Mucho más interesantes son los bancales, los caminos de atrás. A ellos, raramente acuden los mayores. Al bancal del fondo, en donde se halla la antigua alberca, no van jamás.

El primero se puede considerar todavía paisaje urbano, porque se ve desde la casa. Está muy cuidado y tiene jazmines, y granados, y arriates de geranios, siempre en flor. Hay cipreses nuevos y antiguas palmeras. Clavelinas y glicinias. Vincas y begonias. Y buganvillas sobre los muros, que nunca se secan... Luego, los bancales se van descuidando según la distancia a la casa. Hasta el último, lleno de cañas hirsutas, limoneros sin podar y hierbas secas. Los caracoles las cubren, en la estación.

Al final del huerto, en línea recta con las dependencias, detrás de la almazara y el desván, las tías alquilan unos apartamentos que dan al último bancal. Los inquilinos, extranjeros normalmente, acceden por la casa del fondo, la que da a la calle de la Palma, donde viven Juanita y sus padres, y nunca les vemos entrar o salir. En cambio, sí les vemos cuando cuelgan la ropa o se sientan en el caluroso patio frente a los apartamentos.

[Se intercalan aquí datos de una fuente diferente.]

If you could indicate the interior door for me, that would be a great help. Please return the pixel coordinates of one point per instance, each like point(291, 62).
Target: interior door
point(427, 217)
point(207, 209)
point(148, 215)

Este es un momento de esperado regocijo para nosotros. Especialmente cuando es una guía de turismo rubia la que sale a tender, porque habitualmente lo hace en paños menores. Nosotros vigilamos, a veces toda la tarde, conteniendo los ruidos, sobre una higuera que da a la explanada. Luego, descubrimos con cierta decepción, que no era necesario tanto sigilo, porque cuando la guía nos descubre nos saluda alegremente. Alguien opina que el escondite no era perfecto, con lo que al día siguiente nos ocultamos entre unas cañas espesas, en el bancal de enfrente, acribillados por inmensos arácnidos y moscas criminales.  Cuando sale nuestra inquilina nos vuelve a saludar.

Luego, están los espías. Quiero decir, los que Ricardo se empeña en que son espías. Uno, calvo y bronceado, no habla nunca y permanece todo el día encerrado en el bungalow. Cuando se sienta en el banco del patio, por la tarde, se dedica a tomar notas en un cuaderno que siempre lleva con él. Mi hermano dice que son mensajes cifrados y probablemente sea cierto. A éste apenas le espiamos porque se irrita cuando nos descubre en los árboles y Ricardo dice que puede ser peligroso. Hay otro espía pelirrojo, mayor y silencioso, que únicamente sale por las noches. Regresa de madrugada, hablando a solas y caminando en círculos. A veces le acompaña, sujetándolo por el brazo, el dueño de un pub cercano. Más que espía, nos cuenta la tía Concha, es un antiguo oficial del Imperio en la India, que se ha quedado viudo y ha decidido terminar con las provisiones de ginebra en cualquier lugar ajeno a la Commonwealth. Casi lo había conseguido, cuando unos desalmados parientes vinieron a devolverlo a su nebuloso país.

También hay dos holandesas taciturnas y un francés muy moreno y simpático, que juega al ping-pong con nosotros y nos habla de legendarios negocios en Argelia, de una gran finca en Larache y de hijos en el Atlas, y que se marchó una mañana sin avisar, dejando a deber todos los meses anteriores.

En los apartamentos estuvo, durante años, la señora Kalman, exiliada húngara venida por no se sabe qué misterioso derrotero a parar allí. De ella, vieja, bondadosa y charlatana - aunque hablaba un español ininteligible - nos hicimos muy amigos y escuchábamos sus interminables historias familiares sin pestañear. Nos invitaba a limonada y a tarta de cebolla, además. Cuando murió, un invierno, sentimos su desaparición y fuimos a visitar a su hijo, un músico que había sido célebre en Viena y que tocaba en el piano en un tugurio del pueblo por la noche.

Luego, años después, Ricardo fue descubriendo la desdichada y compleja historia de la familia, judíos húngaros, pianistas y compositores de éxito en su momento, que tuvieron que huir de su país como pudieron a la llegada del nazismo. Pero ésta es otra historia. Aunque pertenezca, quizá, a la geografía del bancal de atrás.